Cameo of Rev. William Robertson (1721-93), 1791, Scottish National Portrait Gallery

Robertson became royal chaplain to George III (1761), principal of the University of Edinburgh (1762), Moderator of the General Assembly of the Church of Scotland in 1763, and Historiographer Royal in 1764, reviving a role within the Royal household in Scotland that had been in abeyance from 1709 until 1763. He was also a member of The Poker Club.[4]

His most notable work was his History of Scotland 1542 - 1603, begun in 1753 and first published in 1759.[5]

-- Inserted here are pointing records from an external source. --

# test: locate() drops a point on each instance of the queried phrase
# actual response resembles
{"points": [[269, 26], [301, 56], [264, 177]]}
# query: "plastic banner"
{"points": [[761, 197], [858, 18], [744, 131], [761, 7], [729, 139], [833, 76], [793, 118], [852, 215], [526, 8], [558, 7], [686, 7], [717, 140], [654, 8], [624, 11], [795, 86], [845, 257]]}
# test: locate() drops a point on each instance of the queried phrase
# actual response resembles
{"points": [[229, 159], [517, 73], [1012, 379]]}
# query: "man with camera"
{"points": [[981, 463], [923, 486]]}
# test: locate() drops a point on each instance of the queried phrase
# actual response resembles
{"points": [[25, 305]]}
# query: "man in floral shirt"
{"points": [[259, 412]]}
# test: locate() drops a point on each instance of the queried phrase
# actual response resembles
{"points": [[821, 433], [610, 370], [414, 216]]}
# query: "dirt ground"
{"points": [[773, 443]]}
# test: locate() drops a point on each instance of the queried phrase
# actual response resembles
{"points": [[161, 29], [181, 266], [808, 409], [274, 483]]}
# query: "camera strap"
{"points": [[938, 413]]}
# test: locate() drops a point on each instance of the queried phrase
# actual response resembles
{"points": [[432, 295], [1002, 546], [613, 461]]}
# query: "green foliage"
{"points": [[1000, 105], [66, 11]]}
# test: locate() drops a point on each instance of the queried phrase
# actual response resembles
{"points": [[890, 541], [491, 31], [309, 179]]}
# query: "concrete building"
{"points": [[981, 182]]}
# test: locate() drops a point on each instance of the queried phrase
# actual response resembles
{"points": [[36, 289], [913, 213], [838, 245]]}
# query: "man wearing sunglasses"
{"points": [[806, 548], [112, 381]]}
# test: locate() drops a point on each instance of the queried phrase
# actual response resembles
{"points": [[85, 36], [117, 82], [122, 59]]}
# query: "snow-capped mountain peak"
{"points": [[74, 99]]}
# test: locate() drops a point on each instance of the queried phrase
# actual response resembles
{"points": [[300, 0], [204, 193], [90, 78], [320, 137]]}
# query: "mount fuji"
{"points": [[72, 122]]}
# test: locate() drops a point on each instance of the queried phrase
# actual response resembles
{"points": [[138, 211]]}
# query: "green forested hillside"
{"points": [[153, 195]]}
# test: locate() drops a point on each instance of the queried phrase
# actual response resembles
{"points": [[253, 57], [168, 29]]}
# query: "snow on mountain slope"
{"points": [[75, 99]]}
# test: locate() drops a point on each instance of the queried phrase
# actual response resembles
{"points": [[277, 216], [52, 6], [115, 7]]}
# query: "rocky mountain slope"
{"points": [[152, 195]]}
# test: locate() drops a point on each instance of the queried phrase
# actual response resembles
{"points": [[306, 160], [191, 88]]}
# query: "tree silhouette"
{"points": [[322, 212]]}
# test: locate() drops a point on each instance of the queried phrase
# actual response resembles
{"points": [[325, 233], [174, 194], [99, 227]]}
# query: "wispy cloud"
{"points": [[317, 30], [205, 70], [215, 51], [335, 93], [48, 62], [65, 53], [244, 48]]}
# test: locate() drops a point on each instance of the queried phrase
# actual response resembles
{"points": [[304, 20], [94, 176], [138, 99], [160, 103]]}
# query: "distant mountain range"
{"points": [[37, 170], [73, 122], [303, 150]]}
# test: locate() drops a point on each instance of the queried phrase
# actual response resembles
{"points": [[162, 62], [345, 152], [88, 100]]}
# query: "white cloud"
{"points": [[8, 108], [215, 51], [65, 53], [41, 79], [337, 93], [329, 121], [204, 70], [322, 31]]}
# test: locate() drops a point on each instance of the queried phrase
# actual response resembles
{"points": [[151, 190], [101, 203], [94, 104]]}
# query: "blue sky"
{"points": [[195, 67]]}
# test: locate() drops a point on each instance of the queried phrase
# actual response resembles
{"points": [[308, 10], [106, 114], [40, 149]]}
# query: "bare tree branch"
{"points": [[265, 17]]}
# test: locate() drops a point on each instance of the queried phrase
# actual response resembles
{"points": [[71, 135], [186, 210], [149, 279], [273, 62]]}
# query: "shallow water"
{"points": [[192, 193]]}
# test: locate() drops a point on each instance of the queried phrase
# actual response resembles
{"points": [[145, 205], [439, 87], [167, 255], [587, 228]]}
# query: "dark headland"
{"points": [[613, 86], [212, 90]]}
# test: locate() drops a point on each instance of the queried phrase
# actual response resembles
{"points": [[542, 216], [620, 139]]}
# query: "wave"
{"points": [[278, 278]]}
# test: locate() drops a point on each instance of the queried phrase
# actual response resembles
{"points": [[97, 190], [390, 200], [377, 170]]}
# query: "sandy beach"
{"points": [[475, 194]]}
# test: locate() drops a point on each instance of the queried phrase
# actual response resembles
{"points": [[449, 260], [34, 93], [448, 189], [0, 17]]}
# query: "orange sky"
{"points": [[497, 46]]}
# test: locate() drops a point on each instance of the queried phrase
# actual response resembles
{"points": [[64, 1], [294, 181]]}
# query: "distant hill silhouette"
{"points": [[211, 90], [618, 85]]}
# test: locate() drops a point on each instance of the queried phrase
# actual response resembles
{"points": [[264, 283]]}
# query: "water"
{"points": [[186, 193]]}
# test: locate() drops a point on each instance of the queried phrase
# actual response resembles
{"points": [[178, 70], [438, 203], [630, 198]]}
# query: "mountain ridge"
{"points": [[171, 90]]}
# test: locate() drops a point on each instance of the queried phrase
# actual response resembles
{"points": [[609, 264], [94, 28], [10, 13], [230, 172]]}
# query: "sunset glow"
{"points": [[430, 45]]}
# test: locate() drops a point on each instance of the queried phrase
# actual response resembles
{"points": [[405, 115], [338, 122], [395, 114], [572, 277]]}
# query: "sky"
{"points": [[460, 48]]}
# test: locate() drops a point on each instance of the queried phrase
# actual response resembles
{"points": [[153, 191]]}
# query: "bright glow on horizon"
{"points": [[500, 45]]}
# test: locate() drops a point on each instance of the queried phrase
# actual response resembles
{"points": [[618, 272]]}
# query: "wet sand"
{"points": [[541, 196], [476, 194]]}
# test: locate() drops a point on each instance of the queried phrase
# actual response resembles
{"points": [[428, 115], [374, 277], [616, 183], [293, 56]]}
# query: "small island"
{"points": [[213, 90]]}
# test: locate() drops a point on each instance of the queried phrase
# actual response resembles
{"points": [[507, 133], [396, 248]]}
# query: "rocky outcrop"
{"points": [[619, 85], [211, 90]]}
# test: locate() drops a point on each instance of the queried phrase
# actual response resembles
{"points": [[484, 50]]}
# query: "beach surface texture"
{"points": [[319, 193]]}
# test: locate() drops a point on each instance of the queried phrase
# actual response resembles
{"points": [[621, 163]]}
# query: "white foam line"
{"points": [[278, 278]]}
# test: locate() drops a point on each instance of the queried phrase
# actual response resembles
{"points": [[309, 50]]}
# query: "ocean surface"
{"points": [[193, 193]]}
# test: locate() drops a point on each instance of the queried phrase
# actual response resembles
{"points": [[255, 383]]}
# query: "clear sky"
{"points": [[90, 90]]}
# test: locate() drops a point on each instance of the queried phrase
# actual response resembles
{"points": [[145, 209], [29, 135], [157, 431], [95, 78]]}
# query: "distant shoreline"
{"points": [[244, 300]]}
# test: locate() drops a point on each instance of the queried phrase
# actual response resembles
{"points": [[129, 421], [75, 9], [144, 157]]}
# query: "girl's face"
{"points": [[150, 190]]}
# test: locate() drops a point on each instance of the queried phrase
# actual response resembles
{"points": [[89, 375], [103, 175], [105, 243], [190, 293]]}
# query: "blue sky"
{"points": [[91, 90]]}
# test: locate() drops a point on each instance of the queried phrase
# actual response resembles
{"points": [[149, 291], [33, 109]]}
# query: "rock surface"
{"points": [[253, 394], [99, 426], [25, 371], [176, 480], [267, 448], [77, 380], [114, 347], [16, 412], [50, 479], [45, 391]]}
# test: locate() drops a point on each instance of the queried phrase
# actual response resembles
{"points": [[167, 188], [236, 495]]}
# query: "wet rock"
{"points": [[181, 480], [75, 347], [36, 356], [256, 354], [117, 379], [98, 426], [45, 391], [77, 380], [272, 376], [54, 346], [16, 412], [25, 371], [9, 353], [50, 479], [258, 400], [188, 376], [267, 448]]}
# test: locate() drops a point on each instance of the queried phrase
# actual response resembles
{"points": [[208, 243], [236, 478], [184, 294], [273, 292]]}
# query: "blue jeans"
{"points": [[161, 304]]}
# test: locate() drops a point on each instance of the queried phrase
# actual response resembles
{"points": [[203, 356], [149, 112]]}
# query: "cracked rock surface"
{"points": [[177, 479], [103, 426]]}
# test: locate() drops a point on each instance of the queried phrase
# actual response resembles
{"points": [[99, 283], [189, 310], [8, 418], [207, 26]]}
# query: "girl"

He was a significant figure in the Scottish Enlightenment and also of the moderates in the Church of Scotland.[6]

In 1783 he was a founding member of the Royal Society of Edinburgh.

He died at Grange House in south Edinburgh (the huge now-demolished mansion which gave its name to the Grange district in Edinburgh) on 11 June 1793.[7] Robertson is buried at Greyfriars Kirkyard, Edinburgh. The grave is within a very large stone mausoleum. second only to William Adam's mausoleum immediately to the south. Both stand to the south-west of the church, near the entrance to the Covenanters Prison.


He gives his name to the William Robertson Building of the Old Medical School buildings at the University of Edinburgh on Teviot Place, home to the School of History, Classics and Archaeology.


Robertson married Mary Nisbet in 1751. They had three sons:

  • Hon William Robertson, Lord Robertson FRSE, Senator of the College of Justice (1753-1835)
  • General James Robertson (d.1845)
  • Lt Col David Robertson McDonald FRSE (1761-1845)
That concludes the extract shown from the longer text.